Myths and Missconceptions about C++

This article intends to give an overview over some of the antipatterns and missconceptions that I come across quite regulary when answering questions on reddit1.

Blank Arrays

This is probably one of the most common problems. In many languages the build-in arrays are there in order to be used by application-developers. This is not the case for C++!

C++ inherited it’s arrays more or less from C where they can be somewhat justified by the fact that almost everythin in C maps more or less directly to the generated assembler with just some syntactic sugar. The result is that arrays don’t know their own size and convert to naked pointers (see below) when looked at from a distance of ten kilometers.

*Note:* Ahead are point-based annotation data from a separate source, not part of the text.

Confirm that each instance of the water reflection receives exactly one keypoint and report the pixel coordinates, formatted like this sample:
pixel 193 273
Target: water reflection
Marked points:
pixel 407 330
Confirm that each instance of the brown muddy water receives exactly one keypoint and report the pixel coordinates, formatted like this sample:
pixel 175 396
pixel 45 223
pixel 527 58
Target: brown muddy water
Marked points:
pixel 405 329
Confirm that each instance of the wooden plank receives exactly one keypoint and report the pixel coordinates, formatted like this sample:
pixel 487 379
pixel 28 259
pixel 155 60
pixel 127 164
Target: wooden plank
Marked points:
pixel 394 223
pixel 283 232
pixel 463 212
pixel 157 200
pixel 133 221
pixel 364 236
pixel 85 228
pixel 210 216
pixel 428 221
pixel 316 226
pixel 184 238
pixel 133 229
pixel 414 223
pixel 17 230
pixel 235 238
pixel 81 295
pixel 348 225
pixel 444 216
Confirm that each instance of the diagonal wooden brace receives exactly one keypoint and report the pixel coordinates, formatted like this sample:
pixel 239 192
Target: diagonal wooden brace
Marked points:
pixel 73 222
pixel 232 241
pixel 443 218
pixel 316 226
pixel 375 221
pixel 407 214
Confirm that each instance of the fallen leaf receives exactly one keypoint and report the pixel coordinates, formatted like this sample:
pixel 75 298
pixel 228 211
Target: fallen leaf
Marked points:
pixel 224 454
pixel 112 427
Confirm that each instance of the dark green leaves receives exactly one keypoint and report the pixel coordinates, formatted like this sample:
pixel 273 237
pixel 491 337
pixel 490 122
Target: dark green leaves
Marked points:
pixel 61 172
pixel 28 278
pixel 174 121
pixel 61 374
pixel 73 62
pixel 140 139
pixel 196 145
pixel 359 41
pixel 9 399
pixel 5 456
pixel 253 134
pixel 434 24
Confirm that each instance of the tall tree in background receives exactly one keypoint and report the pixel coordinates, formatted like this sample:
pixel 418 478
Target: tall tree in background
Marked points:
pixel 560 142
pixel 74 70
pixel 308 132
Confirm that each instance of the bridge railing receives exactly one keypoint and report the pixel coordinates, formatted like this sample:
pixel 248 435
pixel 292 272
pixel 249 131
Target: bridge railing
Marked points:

Arrays in C++ are called std::vector

C++ has it’s own array-types, but they are called somewhat different: First and foremost std::vector and on somewhat rarer occasions std::array. Both can do everything that you would want to do with naked arrays but with a much nicer interface that avoids many of the problems:

#include <cstdint>
#include <iostream>
#include <vector>

int main() {
	std::vector<std::size_t> numbers = {2, 3, 5, 7, 11, 13};
	std::cout << "A vector knows it's size: " << numbers.size() << '\n'
	          << "You can access arbitrary elements of a vector: " << numbers[3] << '\n'
	          << "Unlike Arrays there is also a checked interface: " << numbers.at(4) << '\n';
	// We can also add further elements later:
	numbers.push_back(17);
	numbers.push_back(19);
}

Also, in order to remove that argument before it comes up: Accessing elements in a std::vector is exactly as fast as accessing elements in a build-in array and in the few cases where vector might appear to be slower it basically always boils down to the additional cost being absolutely negligable even in the most timecritical applications or to costs that you would have to pay anyways by implementing the mechanism at the place of usage.

Ressource-Managment

As usual with bad C++ there is also the topic of leaks: In order to be of dynamic size build-in arrays must be created with new[]; however variables that were created like this must be freed explicitly via delete[]. As if this wouldn’t be bad enough, the following code will most likely compile without warning but exhibit undefined behaviour that may even be exploitable with code-execution:

#include <string>

int main() {
	std::string* arr = new std::string[10];
	delete arr;
}

The problem is, that the code tries to free with delete instead of the correct delete[]; both commands accept pointers as the arguments so there is in general no way for the compiler to know what you want.

But even if you are perfectly sure that you won’t ever fall into this trap (unrealistic), the problems don’t stop here. Consider the following code:

void foreign_function(const std::string* array);

void my_function() {
	auto* arr = new std::string[10];
	foreign_function(arr);
	delete[] arr;
}

If foreign_function throws an exception, arr will never be freed (“leaked”) which may result in your programm consuming so much memory that the OS cannot deliver more at some point which will in one way or the other result in a very ungracefull crash.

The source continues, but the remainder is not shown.